Department of Agriculture Secretary Tom Vilsack and Health and Human Services Secretary Sylvia Burwell confirmed recently that many of the recommendations of the 2015 Dietary Guidelines Advisory Committee were outside the panel’s jurisdiction. Their assessments came during a House hearing held last week on the committee’s recommendations.
In an opinion piece on Food Safety News, Editor-in-Chief Dan Flynn referred to the hearing as “a big rebuke for the advisory committee’s expansionist agenda.”
That agenda included recommendations that we shift to “diets higher in plant-based foods . . . and lower in animal-based foods,” because that is associated with less environmental impact than is the current U.S. diet. The committee also decided to recommend tax policy, such as raising taxes on sugar-sweetened beverages. This is all a far cry from its priority to review the latest science on nutrition and see if it warrants changes in dietary advice.

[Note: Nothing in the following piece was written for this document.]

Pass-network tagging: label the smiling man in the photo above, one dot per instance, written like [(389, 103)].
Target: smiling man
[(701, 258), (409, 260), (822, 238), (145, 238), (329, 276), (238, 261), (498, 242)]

Vilsack and Burwell shot down the recommendation on sustainability stating, “We do not believe that the 2015 DGAs are the appropriate vehicle for this important policy conversation about sustainability.” And during the hearing they stated that tax policies do not belong in the final guidelines. Flynn wondered why the DGAC members did not opine on foreign policy along the way.
The DGAC recommendations must focus on nutrition and must be supported by sound science if they are to be included in the final Dietary Guidelines. The committee has a responsibility to make recommendations that help improve the overall health of the American population, not to propose policies that advance their personal agendas.